Stephen Montzka

Resume and Vita


Staff Listing


Stephen Montzka

GML Senior Scientist

Mailing Address:
NOAA Global Monitoring Laboratory
325 Broadway R/GML
Boulder CO 80305-3328

Phone: 720-295-9701
Email: stephen.a.montzka@noaa.gov

Steve Montzka

Research Interests:

Measuring and understanding changes in the chemical composition of the global atmosphere, particularly related to ozone-depleting substances, greenhouse gases, and hazardous air pollutants; identifying the role of natural and human-related influences on hemispheric to global-scale atmospheric composition; diagnosing variability in the atmosphere's oxidizing capacity, in terrestrial photosynthesis, and in stratosphere-troposphere exchange; quantifying fluxes of trace gases from the United States as a whole and on the scale of individual States; and effectively communicating scientific results to interested parties, nationally and internationally, including the public and policy makers.

Current Research

My research primarily involves making and interpreting trace gas atmospheric concentration measurements over multiple decades of over 30 trace gases at 45 sites distributed throughout the globe.
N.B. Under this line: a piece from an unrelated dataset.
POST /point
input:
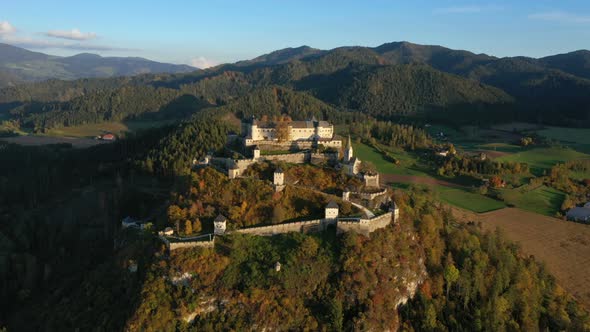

The measurements are obtained from high-precision gas chromatography-mass spectrometric methods and most recently enabled the discovery of an apparent violation of the most successful international environmental agreement to date, the Montreal Protocol on Substances that Deplete the Ozone Layer. The unexpected increase in global emissions of CFC-11, an ozone-depleting substance banned by the Montreal Protocol in 2010, appears to have abated following this discovery in 2018. Measurements of other trace gases obtained from this program have also been used in recent studies for 1) quantifying emissions of other potent greenhouse gases and ozone-depleting substances on global scales and also regionally across the United States; 2) investigating sources and quantifying impacts of short-lived chlorine- and bromine-containing gases arising from natural processes and human activities (e.g., dichloromethane) but that are not controlled by the Montreal Protocol; 3) diagnosing the global and relative hemispheric concentration of the hydroxyl radical and estimating the impact of those changes on the global budget of methane; and 4) improving our understanding of regional and global budgets of carbonyl sulfide, which may enhance our understanding of carbon dioxide uptake by terrestrial photosynthesis.